Das Mahnmal für die ermordeten Juden Hannovers wurde 1994 nach einem Entwurf des italienischen Künstlers Michelangelo Pistoletto auf dem Opernplatz aufgestellt, einem der zentralen Plätze Hannovers. Das auf Initiative des Vereins Memoriam aus privaten Spenden errichtete Mahnmal neben dem Opernhaus erinnert an mehr als 6.800 Juden, die Opfer des Nationalsozialismus wurden. Bisher wurden 1.935 Namen in Stein gemeißelt. Bei den Namen der Deportierten wurde das Alter zum Zeitpunkt der Deportation vermerkt, bei den anderen Opfern das Geburtsjahr. Soweit bekannt, wurde das weitere Schicksal jedes einzelnen Opfers aufgeführt. Wenn der Todesort nicht ermittelt werden konnte, wurde wie auch andernorts üblich „verschollen“ vermerkt.
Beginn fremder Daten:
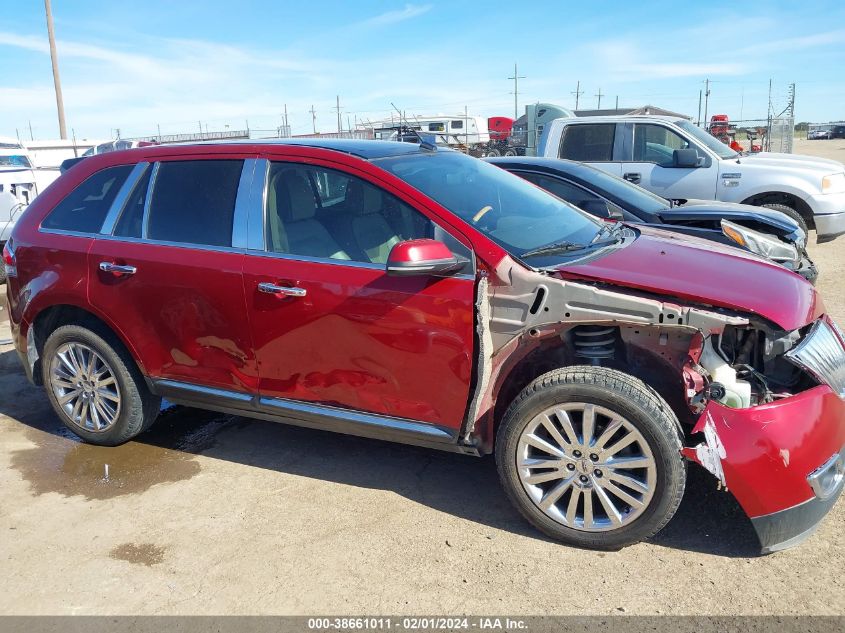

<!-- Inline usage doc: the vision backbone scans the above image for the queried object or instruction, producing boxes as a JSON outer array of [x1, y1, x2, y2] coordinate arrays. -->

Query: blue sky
[[2, 0, 844, 141]]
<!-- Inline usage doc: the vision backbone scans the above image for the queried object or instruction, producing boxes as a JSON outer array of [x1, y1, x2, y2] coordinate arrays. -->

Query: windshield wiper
[[520, 240, 588, 258], [590, 221, 624, 246]]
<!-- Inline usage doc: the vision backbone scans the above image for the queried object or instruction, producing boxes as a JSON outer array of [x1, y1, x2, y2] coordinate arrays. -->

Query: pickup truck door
[[621, 122, 716, 201], [556, 122, 623, 178]]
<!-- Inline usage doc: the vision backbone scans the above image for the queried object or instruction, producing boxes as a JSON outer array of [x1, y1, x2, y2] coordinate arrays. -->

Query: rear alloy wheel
[[42, 324, 160, 446], [49, 342, 122, 433], [496, 366, 686, 549]]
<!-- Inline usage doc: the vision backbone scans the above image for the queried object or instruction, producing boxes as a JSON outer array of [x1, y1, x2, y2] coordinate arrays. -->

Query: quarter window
[[559, 124, 616, 162], [42, 165, 133, 233], [428, 122, 445, 132], [145, 160, 242, 246], [633, 124, 691, 165], [265, 162, 471, 266], [451, 120, 464, 129]]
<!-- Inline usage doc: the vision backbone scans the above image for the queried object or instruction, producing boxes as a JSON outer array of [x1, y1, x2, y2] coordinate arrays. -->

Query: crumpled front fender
[[683, 385, 845, 553]]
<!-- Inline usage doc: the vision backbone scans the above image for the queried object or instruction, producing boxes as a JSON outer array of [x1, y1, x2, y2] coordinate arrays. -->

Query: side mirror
[[580, 199, 623, 221], [673, 148, 701, 168], [386, 239, 464, 277]]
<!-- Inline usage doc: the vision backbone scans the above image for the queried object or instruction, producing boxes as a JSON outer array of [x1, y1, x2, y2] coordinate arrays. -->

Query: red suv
[[4, 139, 844, 552]]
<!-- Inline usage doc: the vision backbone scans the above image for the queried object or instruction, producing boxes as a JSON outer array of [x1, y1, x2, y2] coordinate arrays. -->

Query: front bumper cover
[[683, 385, 845, 553], [814, 211, 845, 243]]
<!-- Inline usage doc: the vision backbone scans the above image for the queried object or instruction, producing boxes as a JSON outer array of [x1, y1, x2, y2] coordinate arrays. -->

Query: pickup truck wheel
[[495, 366, 685, 550], [761, 203, 809, 236], [42, 324, 160, 446]]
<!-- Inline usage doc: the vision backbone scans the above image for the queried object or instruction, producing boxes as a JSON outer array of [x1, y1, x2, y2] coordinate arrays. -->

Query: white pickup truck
[[541, 115, 845, 242]]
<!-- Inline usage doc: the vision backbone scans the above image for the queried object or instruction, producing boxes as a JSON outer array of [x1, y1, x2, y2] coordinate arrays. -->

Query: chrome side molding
[[150, 378, 477, 455]]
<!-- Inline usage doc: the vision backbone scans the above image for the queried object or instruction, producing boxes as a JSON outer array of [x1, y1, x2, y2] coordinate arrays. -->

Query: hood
[[735, 152, 845, 174], [661, 199, 799, 235], [552, 226, 821, 331]]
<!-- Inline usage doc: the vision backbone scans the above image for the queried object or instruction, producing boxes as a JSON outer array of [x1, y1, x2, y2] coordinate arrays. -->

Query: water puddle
[[9, 406, 237, 500]]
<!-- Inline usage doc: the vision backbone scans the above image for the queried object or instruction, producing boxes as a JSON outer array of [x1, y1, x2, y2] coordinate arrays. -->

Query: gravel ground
[[0, 145, 843, 616]]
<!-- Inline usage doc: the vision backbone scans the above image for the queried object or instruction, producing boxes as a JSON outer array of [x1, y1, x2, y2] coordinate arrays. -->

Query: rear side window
[[559, 124, 615, 162], [145, 160, 243, 246], [42, 165, 132, 233]]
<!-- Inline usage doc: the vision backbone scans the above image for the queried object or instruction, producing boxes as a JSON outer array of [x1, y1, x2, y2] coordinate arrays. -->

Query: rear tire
[[495, 366, 686, 550], [760, 203, 809, 236], [42, 324, 160, 446]]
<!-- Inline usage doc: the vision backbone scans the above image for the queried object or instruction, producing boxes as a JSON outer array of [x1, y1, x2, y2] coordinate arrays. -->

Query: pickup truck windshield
[[675, 120, 738, 160], [372, 151, 603, 256]]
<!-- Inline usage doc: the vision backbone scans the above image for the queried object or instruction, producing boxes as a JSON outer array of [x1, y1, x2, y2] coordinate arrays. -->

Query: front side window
[[265, 162, 470, 266], [145, 160, 243, 246], [674, 119, 737, 159], [451, 120, 464, 129], [559, 124, 616, 162], [633, 124, 691, 165], [428, 122, 445, 132], [42, 165, 132, 233]]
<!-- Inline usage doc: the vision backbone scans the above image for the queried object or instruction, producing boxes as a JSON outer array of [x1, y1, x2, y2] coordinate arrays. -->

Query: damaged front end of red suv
[[464, 228, 845, 553]]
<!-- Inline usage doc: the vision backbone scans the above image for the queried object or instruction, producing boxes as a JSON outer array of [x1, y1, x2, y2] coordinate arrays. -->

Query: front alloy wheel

Quelle: Wikipedia, https://de.wikipedia.org/wiki/Mahnmal_für_die_ermordeten_Juden_Hannovers
Ich habe recht lange mit mir gerungen, ob das sensible Thema Judenverfolgung und Holocaust überhaupt zu dem Medium „Lab-Caches“ passt. Zeichnen sich meiner Meinung nach doch die weitaus meisten Lab-Caches durch schnelles Ablesen irgendwelcher belangloser Information aus. Zu respektvoller Erinnerung an die Opfer und ihr Schicksal und zu der Reflektion dieses dunklen Kapitels der deutschen Geschichte scheint das nicht zu passen.
Entscheidend für mich ist aber der Gedanke, dass es darauf ankommt, sich an die Namen der Menschen und ihre Schicksale zu erinnern. Vor einigen Jahren besuchte ich die Yad Vashem Gedenkstätte und dabei auch die „Halle der Namen“, was mich sehr beeindruckte und betroffen machte. Es macht einen Unterschied, wenn man sich anstatt der unfassbaren Zahl von fast sechs Millionen Juden die Menschen dahinter vorstellt. Diese selbe Idee steht auch hinter der Gestaltung dieses Mahnmals für die ermordeten Juden Hannovers.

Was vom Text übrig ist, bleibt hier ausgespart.